A $ 10 a barrel drop in international crude oil prices also raised hopes of lower domestic prices for petroleum products, fueling bullish trading on the stock market.

The surge was short-lived as the market reversed the trend on Tuesday amid strong foreign sales before the reclassification of the Pakistan Stock Exchange, which was downgraded to the Frontier Markets Index by Morgan Stanley Capital International (MSCI). However, the stock market reclassification drew investors in and the index paused and climbed higher midweek.

Thursday’s session sounded the death knell for investors as the market plunged more than 2,100 points in the fourth-worst sell-off in stock market history due to soaring inflation and rising unforeseen imports.

Pakistan reported a record import figure of around $ 8 billion for November, signaling a further rise in inflation, a deterioration in the balance of payments and a widening trade deficit.

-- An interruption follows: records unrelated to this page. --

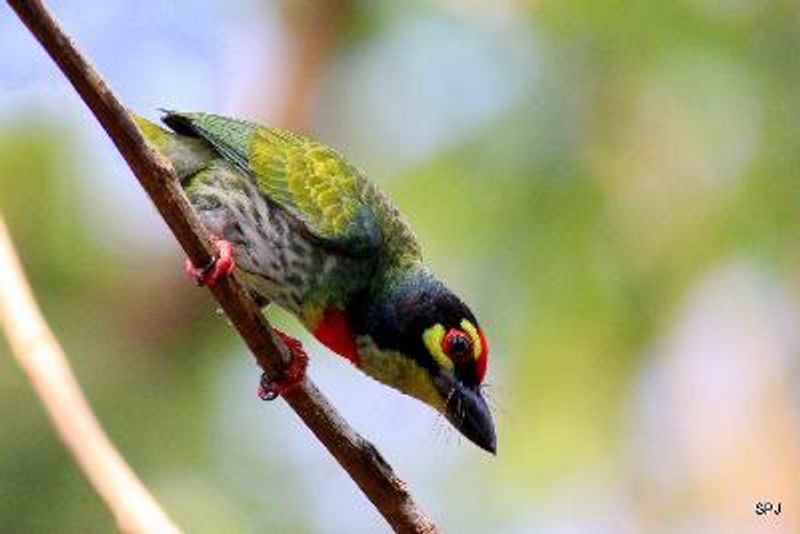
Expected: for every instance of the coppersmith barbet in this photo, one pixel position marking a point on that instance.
(309, 232)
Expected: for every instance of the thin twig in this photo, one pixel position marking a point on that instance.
(356, 455)
(38, 353)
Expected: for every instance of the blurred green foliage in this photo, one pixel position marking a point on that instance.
(638, 146)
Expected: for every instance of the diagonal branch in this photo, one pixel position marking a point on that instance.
(38, 353)
(362, 461)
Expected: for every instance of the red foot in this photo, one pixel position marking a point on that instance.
(221, 266)
(292, 374)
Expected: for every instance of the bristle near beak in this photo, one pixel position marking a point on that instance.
(467, 410)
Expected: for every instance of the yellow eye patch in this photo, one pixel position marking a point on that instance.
(469, 328)
(432, 337)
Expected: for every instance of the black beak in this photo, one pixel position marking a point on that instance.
(467, 411)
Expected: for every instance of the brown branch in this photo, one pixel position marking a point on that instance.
(363, 463)
(38, 353)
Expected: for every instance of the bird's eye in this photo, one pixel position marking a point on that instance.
(457, 345)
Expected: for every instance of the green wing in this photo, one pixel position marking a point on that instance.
(334, 201)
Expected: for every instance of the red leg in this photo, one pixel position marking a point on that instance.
(221, 266)
(290, 376)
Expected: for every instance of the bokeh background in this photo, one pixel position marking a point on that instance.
(613, 186)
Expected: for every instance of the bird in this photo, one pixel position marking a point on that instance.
(309, 232)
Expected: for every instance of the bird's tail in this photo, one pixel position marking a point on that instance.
(188, 155)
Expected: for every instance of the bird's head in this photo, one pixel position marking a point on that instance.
(427, 343)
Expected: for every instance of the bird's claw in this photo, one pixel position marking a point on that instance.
(292, 374)
(219, 267)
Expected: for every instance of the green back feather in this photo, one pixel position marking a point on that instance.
(318, 186)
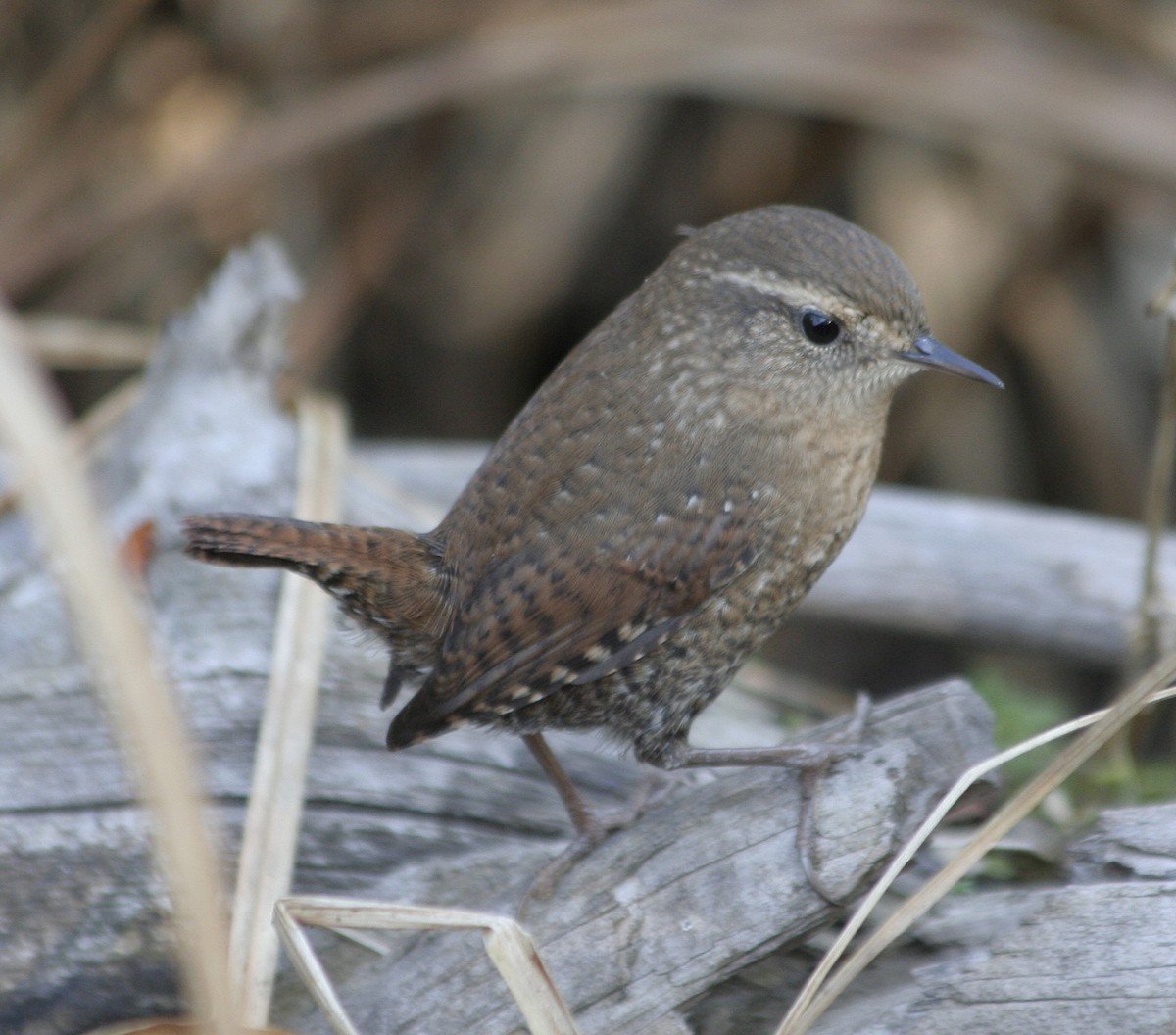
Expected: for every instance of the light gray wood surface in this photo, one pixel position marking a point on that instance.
(699, 888)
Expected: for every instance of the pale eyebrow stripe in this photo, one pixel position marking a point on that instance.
(791, 292)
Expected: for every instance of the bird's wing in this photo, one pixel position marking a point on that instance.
(569, 610)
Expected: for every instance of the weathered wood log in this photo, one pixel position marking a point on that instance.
(83, 924)
(705, 883)
(973, 570)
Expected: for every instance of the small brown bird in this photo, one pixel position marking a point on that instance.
(657, 510)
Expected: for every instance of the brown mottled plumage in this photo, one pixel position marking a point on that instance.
(660, 506)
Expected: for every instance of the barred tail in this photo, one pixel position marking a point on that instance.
(389, 580)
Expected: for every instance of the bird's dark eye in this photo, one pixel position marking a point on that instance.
(818, 327)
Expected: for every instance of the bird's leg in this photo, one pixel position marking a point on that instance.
(591, 827)
(583, 818)
(811, 759)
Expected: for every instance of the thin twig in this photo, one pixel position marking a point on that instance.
(287, 726)
(815, 999)
(1157, 498)
(115, 638)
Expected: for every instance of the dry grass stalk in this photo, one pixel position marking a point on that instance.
(115, 636)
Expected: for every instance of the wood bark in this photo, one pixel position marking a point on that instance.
(705, 885)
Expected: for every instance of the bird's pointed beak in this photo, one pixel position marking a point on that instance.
(927, 352)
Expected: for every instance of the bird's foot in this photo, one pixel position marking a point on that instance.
(592, 829)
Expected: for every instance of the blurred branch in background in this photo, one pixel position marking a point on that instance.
(469, 186)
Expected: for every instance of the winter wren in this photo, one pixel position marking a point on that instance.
(658, 509)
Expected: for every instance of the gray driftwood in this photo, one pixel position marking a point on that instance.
(704, 885)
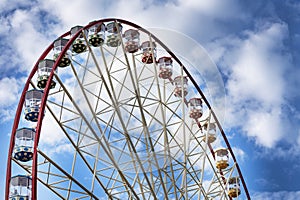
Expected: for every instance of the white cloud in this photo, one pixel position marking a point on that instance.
(255, 67)
(9, 88)
(286, 195)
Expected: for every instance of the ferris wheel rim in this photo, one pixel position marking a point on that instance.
(47, 89)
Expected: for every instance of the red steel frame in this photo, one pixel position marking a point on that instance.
(45, 96)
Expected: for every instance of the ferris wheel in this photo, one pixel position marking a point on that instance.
(135, 123)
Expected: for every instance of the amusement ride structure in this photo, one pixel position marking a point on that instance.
(135, 123)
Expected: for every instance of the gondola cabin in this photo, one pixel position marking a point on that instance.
(149, 52)
(79, 44)
(23, 149)
(97, 34)
(132, 40)
(165, 65)
(20, 188)
(114, 32)
(222, 158)
(44, 70)
(234, 187)
(210, 132)
(180, 86)
(32, 103)
(195, 108)
(59, 45)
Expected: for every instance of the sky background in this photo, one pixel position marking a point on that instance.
(255, 45)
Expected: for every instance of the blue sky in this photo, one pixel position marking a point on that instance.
(255, 45)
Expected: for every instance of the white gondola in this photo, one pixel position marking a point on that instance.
(234, 187)
(181, 87)
(23, 149)
(32, 103)
(149, 52)
(59, 45)
(114, 31)
(132, 40)
(222, 158)
(20, 188)
(97, 34)
(195, 108)
(79, 44)
(165, 65)
(44, 70)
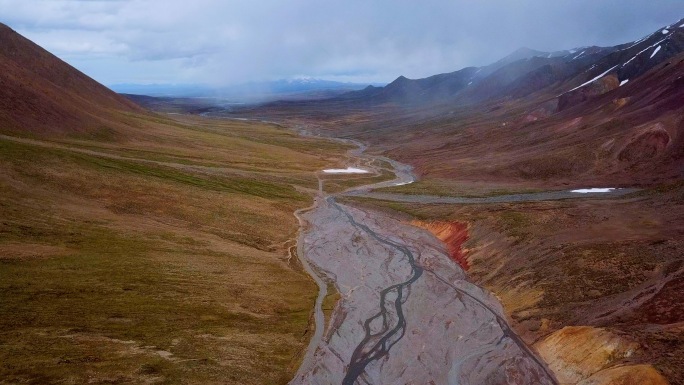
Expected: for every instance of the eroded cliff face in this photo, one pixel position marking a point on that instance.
(407, 314)
(593, 285)
(453, 234)
(585, 355)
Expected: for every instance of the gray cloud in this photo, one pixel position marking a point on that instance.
(218, 41)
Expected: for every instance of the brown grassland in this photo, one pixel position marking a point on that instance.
(156, 259)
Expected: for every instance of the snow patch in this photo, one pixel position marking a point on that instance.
(644, 50)
(348, 170)
(593, 190)
(594, 79)
(655, 52)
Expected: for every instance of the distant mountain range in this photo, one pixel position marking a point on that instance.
(591, 115)
(292, 89)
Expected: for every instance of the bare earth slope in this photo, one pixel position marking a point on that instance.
(43, 95)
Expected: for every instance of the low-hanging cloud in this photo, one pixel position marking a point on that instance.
(223, 42)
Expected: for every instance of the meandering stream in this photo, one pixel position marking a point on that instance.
(407, 313)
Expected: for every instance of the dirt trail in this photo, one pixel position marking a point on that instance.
(408, 314)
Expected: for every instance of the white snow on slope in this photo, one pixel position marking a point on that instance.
(594, 79)
(593, 190)
(582, 53)
(644, 50)
(348, 170)
(655, 52)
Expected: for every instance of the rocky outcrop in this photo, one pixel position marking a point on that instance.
(407, 314)
(453, 234)
(626, 375)
(585, 355)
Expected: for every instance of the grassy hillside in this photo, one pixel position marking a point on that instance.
(160, 259)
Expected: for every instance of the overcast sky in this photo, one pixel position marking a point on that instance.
(231, 41)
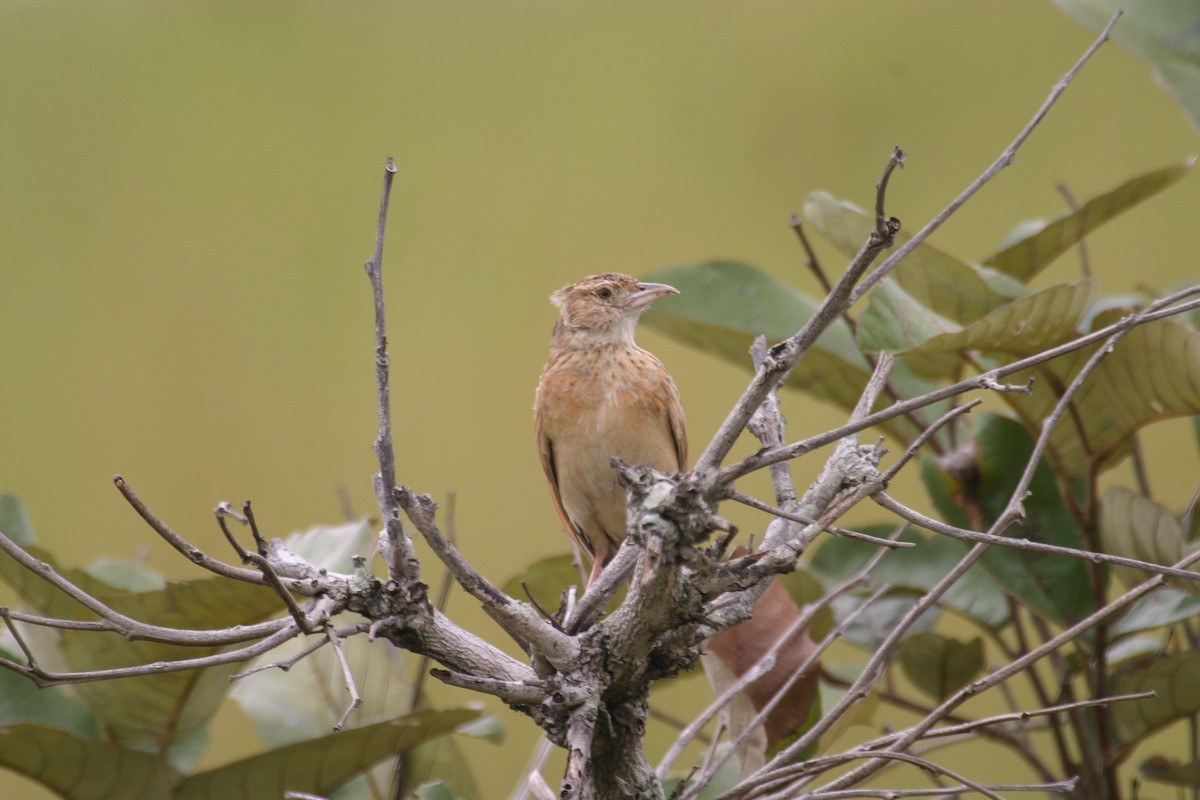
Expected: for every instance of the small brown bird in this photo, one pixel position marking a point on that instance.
(601, 396)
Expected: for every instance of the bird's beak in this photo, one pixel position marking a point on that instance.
(648, 293)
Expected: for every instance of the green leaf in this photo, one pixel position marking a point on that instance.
(1027, 257)
(976, 595)
(1159, 768)
(724, 305)
(436, 791)
(84, 769)
(1161, 607)
(895, 322)
(1138, 528)
(1158, 32)
(1023, 328)
(546, 581)
(947, 286)
(971, 488)
(22, 701)
(870, 627)
(1153, 373)
(155, 710)
(307, 701)
(321, 765)
(1177, 696)
(940, 666)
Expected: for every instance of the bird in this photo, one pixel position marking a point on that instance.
(600, 396)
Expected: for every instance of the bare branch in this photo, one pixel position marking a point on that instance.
(397, 548)
(127, 626)
(513, 692)
(937, 527)
(745, 499)
(785, 355)
(1159, 310)
(520, 620)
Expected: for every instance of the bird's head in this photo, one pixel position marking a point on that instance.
(605, 306)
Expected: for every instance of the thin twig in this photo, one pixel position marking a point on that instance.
(917, 518)
(127, 626)
(766, 457)
(785, 355)
(801, 671)
(1085, 265)
(754, 503)
(1005, 160)
(190, 551)
(351, 685)
(399, 548)
(810, 256)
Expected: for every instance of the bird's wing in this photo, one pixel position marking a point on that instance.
(678, 427)
(546, 450)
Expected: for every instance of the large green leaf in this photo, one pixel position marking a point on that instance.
(1139, 528)
(1161, 607)
(723, 306)
(306, 701)
(1027, 257)
(84, 769)
(971, 489)
(941, 666)
(545, 579)
(1177, 696)
(156, 710)
(22, 701)
(934, 346)
(947, 286)
(976, 595)
(1163, 34)
(1152, 374)
(321, 765)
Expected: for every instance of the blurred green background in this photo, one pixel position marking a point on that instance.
(189, 190)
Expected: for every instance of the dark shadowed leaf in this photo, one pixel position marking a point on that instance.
(156, 710)
(15, 521)
(735, 651)
(1153, 373)
(1023, 328)
(84, 769)
(971, 488)
(1159, 768)
(22, 701)
(947, 286)
(723, 305)
(803, 588)
(321, 765)
(941, 666)
(1161, 607)
(546, 579)
(976, 595)
(1025, 258)
(870, 627)
(1163, 34)
(1138, 528)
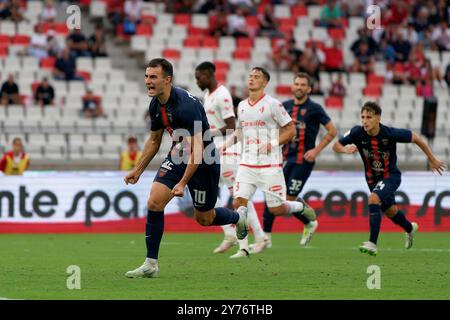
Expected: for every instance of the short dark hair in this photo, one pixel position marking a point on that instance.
(304, 75)
(165, 65)
(206, 66)
(265, 73)
(371, 106)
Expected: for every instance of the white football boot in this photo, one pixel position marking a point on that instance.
(369, 247)
(308, 232)
(147, 270)
(242, 253)
(409, 236)
(226, 244)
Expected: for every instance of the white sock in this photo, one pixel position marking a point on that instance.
(229, 231)
(254, 223)
(243, 244)
(293, 206)
(150, 261)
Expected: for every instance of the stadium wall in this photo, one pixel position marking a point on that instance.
(78, 202)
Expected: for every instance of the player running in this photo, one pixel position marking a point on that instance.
(191, 162)
(301, 152)
(376, 144)
(264, 125)
(219, 111)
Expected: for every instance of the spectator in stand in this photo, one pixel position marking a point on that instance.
(268, 26)
(364, 60)
(402, 47)
(219, 25)
(331, 15)
(337, 88)
(77, 44)
(441, 36)
(92, 107)
(97, 43)
(132, 10)
(130, 157)
(44, 94)
(65, 67)
(49, 12)
(237, 24)
(15, 161)
(9, 92)
(38, 43)
(53, 47)
(334, 58)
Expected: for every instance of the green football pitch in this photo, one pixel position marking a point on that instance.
(35, 267)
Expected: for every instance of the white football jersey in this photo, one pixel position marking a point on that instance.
(218, 107)
(260, 123)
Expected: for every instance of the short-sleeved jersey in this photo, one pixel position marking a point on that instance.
(218, 106)
(260, 123)
(182, 112)
(307, 118)
(379, 153)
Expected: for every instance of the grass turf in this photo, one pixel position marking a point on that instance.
(34, 267)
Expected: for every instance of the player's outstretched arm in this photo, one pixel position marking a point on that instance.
(331, 134)
(151, 148)
(339, 148)
(195, 159)
(436, 164)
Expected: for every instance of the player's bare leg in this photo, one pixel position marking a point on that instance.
(398, 217)
(160, 195)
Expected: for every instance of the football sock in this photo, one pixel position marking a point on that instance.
(268, 219)
(254, 223)
(400, 219)
(375, 222)
(154, 230)
(225, 216)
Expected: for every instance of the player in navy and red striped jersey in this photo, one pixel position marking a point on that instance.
(376, 144)
(187, 164)
(301, 152)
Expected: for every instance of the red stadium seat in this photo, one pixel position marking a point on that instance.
(193, 42)
(244, 43)
(299, 10)
(144, 29)
(241, 55)
(48, 63)
(210, 42)
(372, 91)
(183, 19)
(172, 54)
(283, 90)
(336, 33)
(334, 102)
(21, 39)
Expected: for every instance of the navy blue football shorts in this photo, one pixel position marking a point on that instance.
(296, 175)
(203, 186)
(385, 190)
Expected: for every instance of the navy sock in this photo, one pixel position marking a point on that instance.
(225, 216)
(400, 219)
(301, 217)
(154, 230)
(375, 222)
(268, 219)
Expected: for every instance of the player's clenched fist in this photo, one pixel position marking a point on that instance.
(132, 177)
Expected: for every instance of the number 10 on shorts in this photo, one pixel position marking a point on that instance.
(199, 196)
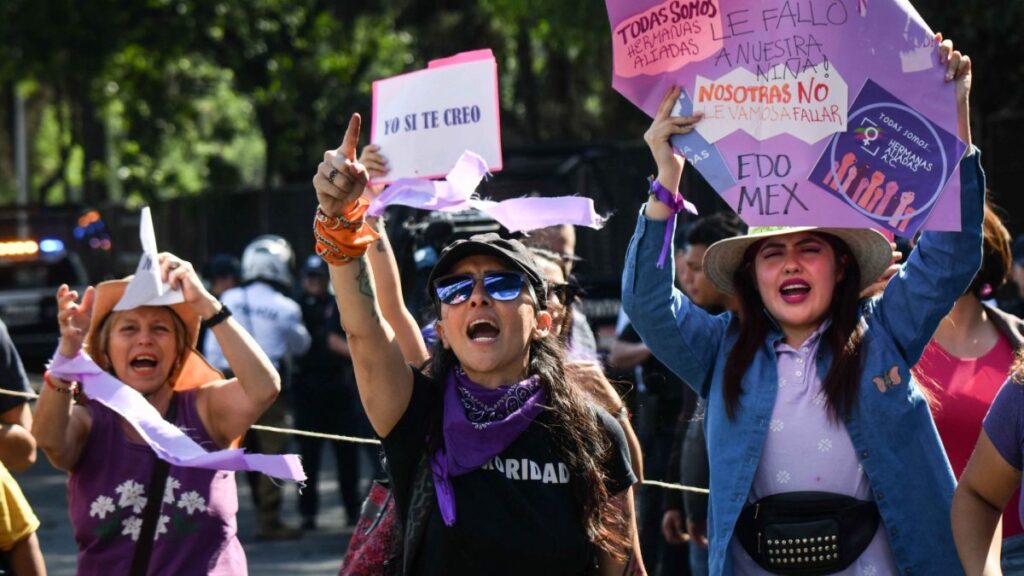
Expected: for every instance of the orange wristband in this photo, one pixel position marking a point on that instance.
(341, 240)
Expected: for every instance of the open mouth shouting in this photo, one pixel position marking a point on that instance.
(143, 364)
(795, 291)
(482, 331)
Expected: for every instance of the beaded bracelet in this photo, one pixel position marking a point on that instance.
(677, 204)
(340, 240)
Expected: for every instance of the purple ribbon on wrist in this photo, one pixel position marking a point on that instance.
(677, 204)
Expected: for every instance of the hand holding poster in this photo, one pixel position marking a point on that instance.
(424, 120)
(815, 112)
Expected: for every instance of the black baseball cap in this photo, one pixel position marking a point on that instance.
(511, 251)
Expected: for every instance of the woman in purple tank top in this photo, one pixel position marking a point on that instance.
(152, 350)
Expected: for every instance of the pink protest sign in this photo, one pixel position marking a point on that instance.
(816, 112)
(425, 120)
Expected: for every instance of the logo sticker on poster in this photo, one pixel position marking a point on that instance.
(891, 163)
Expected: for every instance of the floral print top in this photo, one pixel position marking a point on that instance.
(197, 531)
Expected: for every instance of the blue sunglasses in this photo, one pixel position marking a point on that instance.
(502, 286)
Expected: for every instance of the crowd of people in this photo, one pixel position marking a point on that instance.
(816, 389)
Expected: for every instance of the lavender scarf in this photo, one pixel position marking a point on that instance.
(478, 424)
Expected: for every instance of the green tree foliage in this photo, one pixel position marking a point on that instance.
(139, 99)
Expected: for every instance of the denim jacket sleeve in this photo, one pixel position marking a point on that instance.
(682, 335)
(939, 271)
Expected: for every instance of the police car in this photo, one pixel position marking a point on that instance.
(31, 272)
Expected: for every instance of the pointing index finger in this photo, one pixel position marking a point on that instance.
(668, 103)
(348, 146)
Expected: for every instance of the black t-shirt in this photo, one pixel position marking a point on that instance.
(516, 515)
(12, 375)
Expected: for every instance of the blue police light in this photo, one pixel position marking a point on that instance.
(50, 245)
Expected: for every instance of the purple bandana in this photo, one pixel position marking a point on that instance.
(479, 423)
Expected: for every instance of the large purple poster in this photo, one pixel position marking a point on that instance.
(816, 112)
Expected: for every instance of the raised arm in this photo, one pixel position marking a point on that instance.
(384, 380)
(981, 495)
(226, 408)
(386, 278)
(682, 335)
(59, 426)
(943, 263)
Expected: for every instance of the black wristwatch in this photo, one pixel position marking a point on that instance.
(216, 319)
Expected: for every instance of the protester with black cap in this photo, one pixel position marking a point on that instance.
(526, 477)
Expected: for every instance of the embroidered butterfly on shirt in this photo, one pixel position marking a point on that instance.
(888, 379)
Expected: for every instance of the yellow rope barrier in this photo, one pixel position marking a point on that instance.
(370, 441)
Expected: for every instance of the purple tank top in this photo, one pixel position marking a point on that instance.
(197, 530)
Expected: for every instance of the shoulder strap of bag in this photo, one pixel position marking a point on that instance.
(420, 502)
(158, 482)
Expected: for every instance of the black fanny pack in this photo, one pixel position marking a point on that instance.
(807, 533)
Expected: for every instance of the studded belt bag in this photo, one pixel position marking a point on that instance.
(807, 533)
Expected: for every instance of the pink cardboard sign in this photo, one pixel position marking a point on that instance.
(815, 112)
(425, 120)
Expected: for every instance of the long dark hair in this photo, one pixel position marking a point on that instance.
(581, 443)
(845, 336)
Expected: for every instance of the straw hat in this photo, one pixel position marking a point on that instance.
(195, 371)
(869, 248)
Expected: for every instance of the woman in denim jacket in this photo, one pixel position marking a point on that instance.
(823, 454)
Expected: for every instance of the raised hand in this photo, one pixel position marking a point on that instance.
(74, 318)
(663, 127)
(377, 167)
(340, 179)
(958, 71)
(180, 275)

In contrast, November inflation entered double digits, standing at 11.5%. Additionally, a surge in Treasury bill yields at the last auction signaled further monetary tightening on the part of the State Bank of Pakistan in the upcoming monetary policy statement. All these developments shook the stock market and triggered a bloodbath.

There was a bit of a breather in the last session on Friday as the market ended on a flat note after investors swept aside the pessimism.

The continued weakening of the rupee also weighed on the trading environment, fueling selling pressure throughout the week. The currency closed the week at a new all-time low of 176.77 against the US dollar.

Average daily traded volumes rose 21% on weekdays to 319 million shares, while average daily traded value jumped 51% on weekdays to $ 90 million.

In terms of sectors, the downward contribution came from technologies and communication (198 points), cement (165 points), oil and gas exploration companies (101 points), textile composites (68 points) and food and personal care products (67 points).

In contrast, the sectors that contributed positively were commercial banks (59 points) and oil and gas marketing companies (20 points).

Foreign sales continued during the week, reaching $ 62.8 million, from $ 39.2 million in net sales the week before.

Significant sales were observed in commercial banks ($ 27.2 million) and cement factories ($ 14.8 million). Domestically, purchases were reported by businesses ($ 25.7 million), followed by individuals ($ 16 million).

Posted in The Express Tribune, December 5e, 2021.